= Tennessee Maneuver Area =

Training area in Tennessee

The Tennessee Maneuver Area was a training area in Middle Tennessee, comprising the following counties: Bedford, Cannon, Coffee, DeKalb, Hickman, Humphreys, Jackson, Lawrence, Maury, Moore, Perry, Putnam, Rutherford, Smith, Sumner, Trousdale, Warren, Wayne, White, Williamson, and Wilson. The area was selected because the terrain resembled that of France, Belgium, and Germany.

In June 1941, Major General George S. Patton conducted maneuvers with the 2nd Armored Division in the vicinity of Manchester, Tennessee, where he soundly defeated the opposing forces, using large-scale armored tactics based on Bedford Forrest’s cavalry doctrine. These maneuvers led to the creation of the Tennessee Maneuver Area.

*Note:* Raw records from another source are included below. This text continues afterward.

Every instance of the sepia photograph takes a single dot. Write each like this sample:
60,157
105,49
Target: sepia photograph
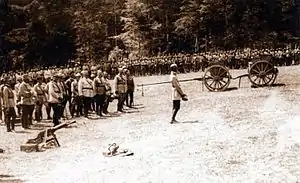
149,91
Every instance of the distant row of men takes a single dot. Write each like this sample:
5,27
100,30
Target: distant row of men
234,59
85,91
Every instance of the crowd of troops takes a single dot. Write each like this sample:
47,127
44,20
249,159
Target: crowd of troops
60,91
233,59
86,88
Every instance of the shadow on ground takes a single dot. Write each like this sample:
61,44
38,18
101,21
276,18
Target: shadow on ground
196,121
9,179
273,85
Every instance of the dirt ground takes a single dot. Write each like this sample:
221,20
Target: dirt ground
242,135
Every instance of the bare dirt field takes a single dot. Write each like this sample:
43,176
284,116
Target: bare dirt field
243,135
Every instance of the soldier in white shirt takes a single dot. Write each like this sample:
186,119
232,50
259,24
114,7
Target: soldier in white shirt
120,89
99,91
177,93
108,92
85,90
40,98
76,106
18,99
55,99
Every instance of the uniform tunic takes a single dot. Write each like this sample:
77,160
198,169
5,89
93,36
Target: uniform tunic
175,93
120,84
25,92
39,93
8,98
98,86
54,93
85,87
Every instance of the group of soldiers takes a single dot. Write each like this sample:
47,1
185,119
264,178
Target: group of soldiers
84,91
233,59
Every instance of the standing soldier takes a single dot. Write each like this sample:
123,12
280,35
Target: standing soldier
85,90
48,107
55,99
63,89
17,86
25,92
99,91
177,93
1,98
9,106
76,101
130,89
108,93
68,83
120,89
39,94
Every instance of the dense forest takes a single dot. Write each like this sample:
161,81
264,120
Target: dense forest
55,32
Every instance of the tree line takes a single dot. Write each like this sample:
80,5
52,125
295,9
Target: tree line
52,32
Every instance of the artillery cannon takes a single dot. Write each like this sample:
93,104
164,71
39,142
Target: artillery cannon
217,77
45,139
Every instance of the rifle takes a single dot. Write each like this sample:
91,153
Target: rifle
44,139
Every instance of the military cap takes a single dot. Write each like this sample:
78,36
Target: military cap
84,72
25,76
93,68
85,67
173,65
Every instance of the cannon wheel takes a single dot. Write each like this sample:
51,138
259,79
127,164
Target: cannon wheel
217,78
262,73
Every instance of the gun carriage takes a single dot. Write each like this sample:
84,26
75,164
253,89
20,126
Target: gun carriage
217,77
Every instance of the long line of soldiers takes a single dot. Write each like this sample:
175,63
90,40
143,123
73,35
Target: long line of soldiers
85,91
234,59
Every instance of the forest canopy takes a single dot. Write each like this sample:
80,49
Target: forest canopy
45,33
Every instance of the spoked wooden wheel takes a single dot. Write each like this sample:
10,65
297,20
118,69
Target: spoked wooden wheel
262,73
217,78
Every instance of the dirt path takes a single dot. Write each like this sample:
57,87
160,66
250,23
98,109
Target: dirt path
242,135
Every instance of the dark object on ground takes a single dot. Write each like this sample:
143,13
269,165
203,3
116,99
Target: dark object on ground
45,139
114,151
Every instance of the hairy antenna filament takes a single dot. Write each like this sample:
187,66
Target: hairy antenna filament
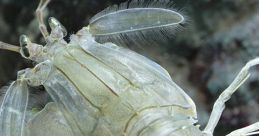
6,46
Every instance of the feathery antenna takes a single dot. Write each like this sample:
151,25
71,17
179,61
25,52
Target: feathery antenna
7,46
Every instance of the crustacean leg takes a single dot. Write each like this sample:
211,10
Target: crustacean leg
219,105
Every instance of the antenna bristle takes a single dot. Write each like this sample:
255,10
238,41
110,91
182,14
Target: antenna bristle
6,46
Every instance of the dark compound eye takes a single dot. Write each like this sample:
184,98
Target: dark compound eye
24,41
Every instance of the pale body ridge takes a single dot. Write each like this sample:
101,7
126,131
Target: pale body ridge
102,89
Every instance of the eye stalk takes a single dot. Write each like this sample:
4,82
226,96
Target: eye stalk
58,31
24,42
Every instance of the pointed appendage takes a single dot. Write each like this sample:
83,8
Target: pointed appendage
219,105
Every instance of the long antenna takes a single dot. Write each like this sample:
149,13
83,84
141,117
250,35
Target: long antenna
9,47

On 24 June 1942, Governor Prentice Cooper, announced that nine counties would be used as a maneuver area by the Second Army, and the area was eventually expanded to twenty-one counties by 1944. By 25 July 1942, the War Department selected Cumberland University, in Lebanon, Tennessee as the location of the Headquarters for the Army Ground Forces field problems, commonly known as the Tennessee Maneuvers.

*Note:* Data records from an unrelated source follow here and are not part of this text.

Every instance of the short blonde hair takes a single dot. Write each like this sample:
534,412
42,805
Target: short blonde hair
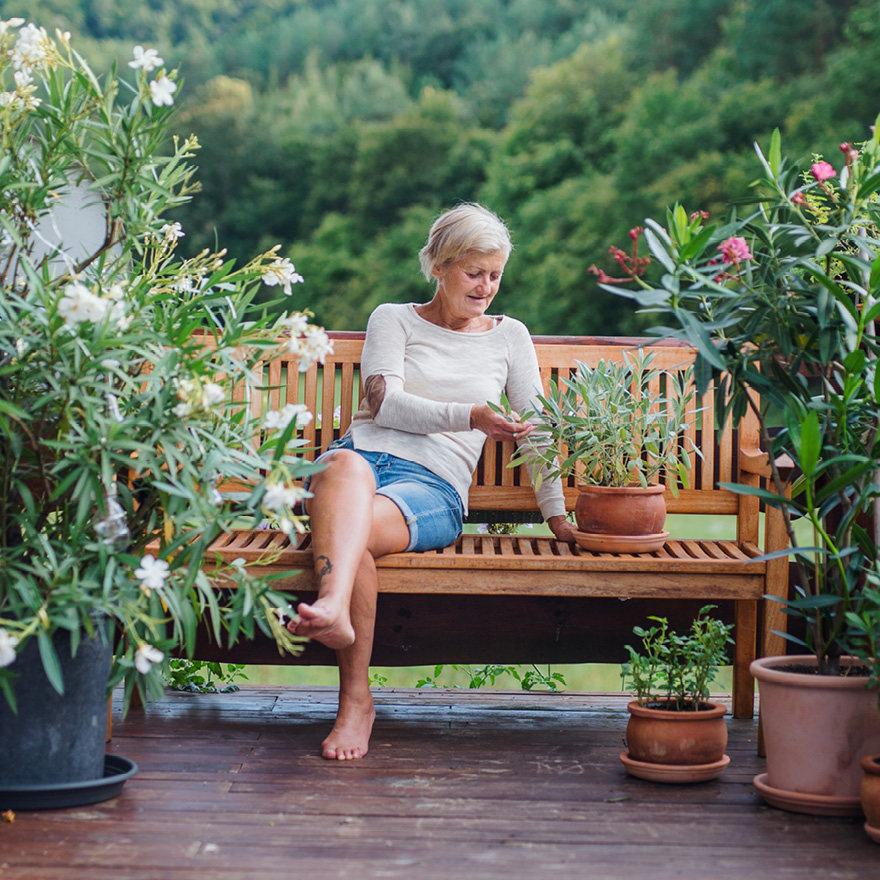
466,228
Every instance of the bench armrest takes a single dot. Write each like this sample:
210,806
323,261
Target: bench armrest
753,460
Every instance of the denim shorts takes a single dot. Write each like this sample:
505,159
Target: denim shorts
431,507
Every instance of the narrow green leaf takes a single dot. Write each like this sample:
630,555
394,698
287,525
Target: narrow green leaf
51,666
659,251
775,156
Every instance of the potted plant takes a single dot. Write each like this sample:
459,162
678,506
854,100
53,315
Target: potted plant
118,426
865,644
674,733
611,429
783,301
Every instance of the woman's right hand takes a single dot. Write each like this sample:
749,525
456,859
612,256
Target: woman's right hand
498,426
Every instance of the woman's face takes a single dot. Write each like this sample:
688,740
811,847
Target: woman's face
468,287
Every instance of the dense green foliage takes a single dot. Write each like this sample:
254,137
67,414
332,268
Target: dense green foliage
340,128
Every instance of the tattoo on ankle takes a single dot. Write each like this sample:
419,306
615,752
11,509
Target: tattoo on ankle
324,570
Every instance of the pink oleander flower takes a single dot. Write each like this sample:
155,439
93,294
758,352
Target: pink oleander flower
735,249
822,171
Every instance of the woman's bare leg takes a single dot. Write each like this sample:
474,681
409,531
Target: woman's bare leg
341,517
351,527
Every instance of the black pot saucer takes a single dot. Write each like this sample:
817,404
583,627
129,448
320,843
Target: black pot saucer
117,770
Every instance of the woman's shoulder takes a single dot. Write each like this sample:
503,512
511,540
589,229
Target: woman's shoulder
388,314
514,328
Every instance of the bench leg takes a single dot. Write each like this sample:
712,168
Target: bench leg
745,634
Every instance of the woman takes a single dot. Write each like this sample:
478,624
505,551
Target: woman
398,480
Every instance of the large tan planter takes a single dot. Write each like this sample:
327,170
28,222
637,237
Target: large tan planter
816,728
871,795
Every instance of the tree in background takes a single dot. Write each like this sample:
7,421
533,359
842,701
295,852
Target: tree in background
341,127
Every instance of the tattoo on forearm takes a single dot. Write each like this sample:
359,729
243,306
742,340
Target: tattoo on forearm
322,569
374,388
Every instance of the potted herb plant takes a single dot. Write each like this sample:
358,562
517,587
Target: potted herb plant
118,425
782,300
674,733
613,429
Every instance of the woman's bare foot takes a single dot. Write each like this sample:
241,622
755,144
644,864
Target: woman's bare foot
323,623
350,737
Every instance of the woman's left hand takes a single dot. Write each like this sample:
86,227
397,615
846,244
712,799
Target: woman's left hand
562,529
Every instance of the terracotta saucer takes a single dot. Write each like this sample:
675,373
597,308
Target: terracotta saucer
803,802
599,543
676,773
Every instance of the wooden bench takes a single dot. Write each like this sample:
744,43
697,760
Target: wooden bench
485,568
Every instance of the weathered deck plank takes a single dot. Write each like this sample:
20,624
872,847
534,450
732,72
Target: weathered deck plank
481,784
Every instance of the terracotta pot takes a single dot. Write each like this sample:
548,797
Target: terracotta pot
620,519
666,745
620,510
871,795
816,730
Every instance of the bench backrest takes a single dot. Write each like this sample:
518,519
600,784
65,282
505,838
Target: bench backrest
332,391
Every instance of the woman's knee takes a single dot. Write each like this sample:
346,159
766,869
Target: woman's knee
345,465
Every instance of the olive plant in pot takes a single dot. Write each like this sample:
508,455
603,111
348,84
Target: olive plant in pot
118,425
675,734
781,298
617,427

Between 1942 and 1944, in seven large scale training exercises, more than 850,000 soldiers were trained in the Tennessee Maneuver Area. Training activities in the Tennessee Maneuver Area were suspended in March 1944 because of the great acceleration of overseas shipment of units in advance of the D-Day landings and the resultant lack of combat and service units available to participate in the maneuvers and administer the maneuver area.

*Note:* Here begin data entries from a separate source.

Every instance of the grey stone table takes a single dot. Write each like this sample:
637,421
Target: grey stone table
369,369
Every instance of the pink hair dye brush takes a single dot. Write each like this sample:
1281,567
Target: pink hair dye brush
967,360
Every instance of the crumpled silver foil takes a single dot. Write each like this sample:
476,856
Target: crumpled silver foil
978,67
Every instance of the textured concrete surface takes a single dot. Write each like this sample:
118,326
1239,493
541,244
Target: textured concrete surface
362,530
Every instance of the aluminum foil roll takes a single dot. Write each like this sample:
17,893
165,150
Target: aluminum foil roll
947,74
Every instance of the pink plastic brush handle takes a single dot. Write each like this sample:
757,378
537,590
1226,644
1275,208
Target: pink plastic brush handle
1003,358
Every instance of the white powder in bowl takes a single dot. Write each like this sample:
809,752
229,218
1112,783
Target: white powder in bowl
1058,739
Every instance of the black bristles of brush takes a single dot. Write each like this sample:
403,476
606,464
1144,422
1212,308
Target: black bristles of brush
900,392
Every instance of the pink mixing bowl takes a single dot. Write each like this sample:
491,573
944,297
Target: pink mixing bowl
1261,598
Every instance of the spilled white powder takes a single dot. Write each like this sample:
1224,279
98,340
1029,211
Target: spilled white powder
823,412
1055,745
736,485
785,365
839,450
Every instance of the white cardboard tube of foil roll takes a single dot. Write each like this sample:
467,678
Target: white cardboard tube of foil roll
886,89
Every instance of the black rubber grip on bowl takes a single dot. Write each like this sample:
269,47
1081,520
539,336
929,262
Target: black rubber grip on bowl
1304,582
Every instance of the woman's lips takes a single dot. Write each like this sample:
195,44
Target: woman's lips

==Units Trained in Tennessee Maneuver Area==

| Unit | Year | Training Period |
|---|---|---|
| XII Corps | 1942 | September - November |
| 6th Infantry Division | 1942 | September - November |
| 8th Infantry Division | 1942 | September - November |
| 4th Armored Division | 1942 | October - November |
| VII Corps | 1943 | April - June |
| 79th Infantry Division | 1943 | April - June |
| 81st Infantry Division | 1943 | April - June |
| 5th Armored Division | 1943 | April - June |
| III Corps | 1943 | June - August |
| 101st Airborne Division | 1943 | June - July |
| 80th Infantry Division | 1943 | June - August |
| 83th Infantry Division | 1943 | June - August |
| 10th Armored Division | 1943 | June - August |
| XX Corps^{*} | 1943 | September - November |
| 30th Infantry Division | 1943 | September - November |
| 94th Infantry Division | 1943 | September - November |
| 98th Infantry Division | 1943 | September - November |
| 12th Armored Division | 1943 | September - November |
| XI Corps | 1943 | November - January 1944 |
| 35th Infantry Division | 1943 | November - January 1944 |
| 87th Infantry Division | 1943 | December - January 1944 |
| 100th Infantry Division | 1943 | November - January 1944 |
| 14th Armored Division | 1943 | November - January 1944 |
| XII Corps | 1944 | January - March |
| XXII Corps | 1944 | January - March |
| 17th Airborne Division | 1944 | February - March |
| 26th Infantry Division | 1944 | January - March |
| 78th Infantry Division | 1944 | January - March |
| 106th Infantry Division | 1944 | January - March |

^{*}Entered maneuver area as IV Armored Corps, re-designated XX Corps on 10 October 1943.